Et voilà, après ces quelques jours magnifiques à Siem Reap, il est temps pour moi d’harnacher de nouveau mon sac sur mon vélo, de dire au revoir et de partir.

La route m'appelle.



  1. En route vers Phnom Penh la capitale!



Plusieurs centaines de kilomètres me séparent de Phnom Penh, la capitale du Cambodge.

Les routes bitumées font place au chemins de traverses ponctués de nids de poules pour mon plus grand enchantement.


Je me dirige plus à l'est, pour visiter des ruines khmers beaucoup plus sauvages et moins touristiques.

J'ai la chance de visiter ces vestiges qui émergent de la végétation.

Personne à l'horizon, je suis en totale immersion.

Les racines des arbres serpentent à travers les ruines se frayant un chemin tant bien que mal jusqu'à la terre.

(J’aimerais vous en dire plus sur cet endroit – le nom exact et les coordonnées mais le destin en a décidé autrement. À Phnom Penh, juste avant de quitter le Cambodge, on m’a volé mon portable avec mes notes dedans.


Quelques jours tard, je me perds un peu plus.

J'emprunte des routes sinueuses à peine praticables, tombées dans l'oubli.

Je suis obligé de descendre de mon vélo qui s'enfonce dans le sable mou, afin de le pousser sur plusieurs kilomètres sous une chaleur assommante.


Heureusement que j'étais seul car je n'aurai pas été de très bonne compagnie si vous voyez ce que je veux dire.


Pour être honnête je n'avais pas prévu assez d'eau pour prendre ces chemins désertés par la population. J'avais si soif...


Et puis, enfin… Une silhouette au loin!


Je fini par croiser un paysan au milieu de la pampa conduisant une charrette.

Je me jette presque dessus pour lui demander de l'eau.

"Theuk" please, de l'Eau !

Le vieil homme, étonné d'abord de me voir dans cette situation, m'observe, l'œil qui pétille et explose de rire en me voyant de la sorte, assoiffé et sale à coté de ma monture. Il m'en offre très gentiment.


J'aime les réactions de ce peuple face à l'absurde.

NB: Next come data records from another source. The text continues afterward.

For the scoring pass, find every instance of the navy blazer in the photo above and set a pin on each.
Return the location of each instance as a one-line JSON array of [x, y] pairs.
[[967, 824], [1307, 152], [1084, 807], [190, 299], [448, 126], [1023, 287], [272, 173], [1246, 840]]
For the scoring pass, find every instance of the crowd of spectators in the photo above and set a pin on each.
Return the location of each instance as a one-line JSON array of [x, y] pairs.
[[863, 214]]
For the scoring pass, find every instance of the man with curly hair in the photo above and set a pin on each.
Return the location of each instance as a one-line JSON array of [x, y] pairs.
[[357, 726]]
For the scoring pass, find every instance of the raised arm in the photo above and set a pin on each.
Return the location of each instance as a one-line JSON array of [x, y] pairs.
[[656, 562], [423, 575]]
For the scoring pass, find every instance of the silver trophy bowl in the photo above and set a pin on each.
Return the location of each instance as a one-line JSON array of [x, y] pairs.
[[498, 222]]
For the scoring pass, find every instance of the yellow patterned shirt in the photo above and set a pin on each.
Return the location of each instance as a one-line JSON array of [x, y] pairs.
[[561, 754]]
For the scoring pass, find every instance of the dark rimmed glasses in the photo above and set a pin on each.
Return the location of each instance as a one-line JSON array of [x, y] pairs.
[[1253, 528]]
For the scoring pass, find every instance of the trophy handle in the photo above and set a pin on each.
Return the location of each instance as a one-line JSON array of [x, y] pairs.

En chemin, je suis très étonné aussi de traverser des endroits en feu comme vous pouvez le voir plus bas sur les photos.

Plus tard, je comprends que certaines forêts au Cambodge sont régulièrement défrichées pendant le saison sèche avec cette méthode d'agriculture sur brûlis, dans le but de préparer les parcelles pour accueillir les futurs cultures de riz ou de manioc.


Je suis invité et hébergé chez les gens, on m'invite à boire des Krud (bière cambodgienne) et à chanter des karaokés, presque une religion dans les pays d'Asie du sud Est.

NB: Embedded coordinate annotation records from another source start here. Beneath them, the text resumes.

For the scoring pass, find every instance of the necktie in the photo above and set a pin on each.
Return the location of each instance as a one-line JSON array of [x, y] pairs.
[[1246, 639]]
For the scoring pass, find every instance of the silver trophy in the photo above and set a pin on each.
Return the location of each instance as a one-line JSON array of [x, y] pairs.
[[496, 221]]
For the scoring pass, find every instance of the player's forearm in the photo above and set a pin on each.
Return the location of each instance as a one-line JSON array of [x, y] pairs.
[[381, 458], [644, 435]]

J'ai massacré la Bohème d'Aznavour en chantant avec le micro relié sur les enceintes. Tout le village pouvait m'entendre, quand j'y repense j'ai le sourire aux lèvres.

Quelle chouette aventure...





  1. Phnom Penh



Me voilà fraîchement arrivé dans la capitale qui se trouve ainsi au confluent de trois grands fleuves dont le Mékong, le Tonlé Sap et le Bassac.

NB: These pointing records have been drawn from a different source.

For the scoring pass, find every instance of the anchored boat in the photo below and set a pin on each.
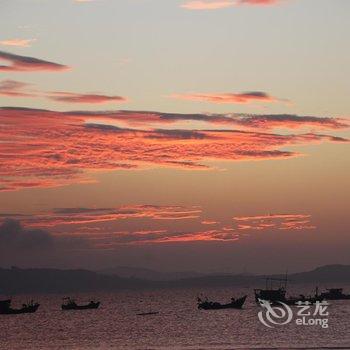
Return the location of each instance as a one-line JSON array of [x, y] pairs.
[[276, 295], [72, 305], [210, 305]]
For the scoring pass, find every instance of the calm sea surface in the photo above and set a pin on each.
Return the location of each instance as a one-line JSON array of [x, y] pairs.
[[179, 324]]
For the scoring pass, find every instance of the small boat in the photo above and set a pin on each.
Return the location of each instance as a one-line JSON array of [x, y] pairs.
[[276, 295], [335, 294], [72, 305], [5, 308], [210, 305], [148, 313]]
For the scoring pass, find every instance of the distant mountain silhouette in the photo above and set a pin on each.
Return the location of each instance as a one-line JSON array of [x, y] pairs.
[[16, 280]]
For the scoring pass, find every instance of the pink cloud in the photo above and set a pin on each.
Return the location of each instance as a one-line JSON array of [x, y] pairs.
[[57, 148], [70, 97], [13, 88], [274, 222], [232, 98], [27, 64]]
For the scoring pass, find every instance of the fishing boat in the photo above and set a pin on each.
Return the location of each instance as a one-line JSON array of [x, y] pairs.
[[335, 294], [148, 313], [210, 305], [278, 294], [29, 308], [72, 305]]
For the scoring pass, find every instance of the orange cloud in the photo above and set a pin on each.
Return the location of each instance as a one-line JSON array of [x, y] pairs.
[[274, 222], [46, 148], [242, 98], [86, 216], [70, 97], [259, 2], [26, 64], [12, 88]]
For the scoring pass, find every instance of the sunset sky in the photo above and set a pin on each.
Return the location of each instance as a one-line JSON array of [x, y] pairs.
[[175, 135]]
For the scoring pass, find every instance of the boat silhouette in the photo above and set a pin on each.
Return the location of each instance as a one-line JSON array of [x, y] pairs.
[[213, 305], [277, 295], [5, 308], [148, 313], [72, 305]]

Carrefour économique du pays, je retrouve le bruit des moteurs, tout se bouscule autour de moi.

Je me sens tout petit sur ma bicyclette dans cette grande ville, c'est assez drôle comme changement d'ambiance.


Ville en effervescence qui se développe rapidement sous l'impulsion énorme des Chinois qui investissent de plus en plus dans le pays surtout dans les infrastructures

(routes, ponts, immeubles, aéroport, stations balnéaires...)


Il est sans doute préférable de visiter le Cambodge rapidement car malheureusement certaines îles charmantes se transforment et perdent vite de leurs authenticités.


A vrai dire, je ne suis pas vraiment charmé par Phnom Penh. J'y ai pris très peu de photo et je m'en rend compte en écrivant ces lignes. Mais, il y a deux endroits que je conseil vraiment:


Le marché central de Phnom Penh:

Un des symboles emblématiques de la capitale cambodgienne construit en 1937 pendant la période coloniale française.


On y trouve de tout!


J'adore me balader dans des marchés comme celui-ci.

Il y a des couleurs criardes partout, des odeurs étonnantes, c'est le parfait endroit pour découvrir l'art culinaire Cambodgien et pour y prendre des photos aussi.





La prison S21



Aujourd’hui transformée en musée, cette prison était un ancien lycée ordinaire

– le Tuol Svay Prey – avant la prise du pouvoir des Khmers rouges le 17 avril 1975, mettant fin à la République khmère au terme de longues années de guerres civiles qui ont déchirées le pays.

Pol Pot prend alors le pouvoir en instaurant une terrible dictature, un régime de terreur.

(Contexte géopolitique très complexe, je vous laisse faire vos recherches).


Ce musée, espace de mémoire, retrace l’histoire déchirante du pays, notamment le génocide orchestré par les Khmers rouges.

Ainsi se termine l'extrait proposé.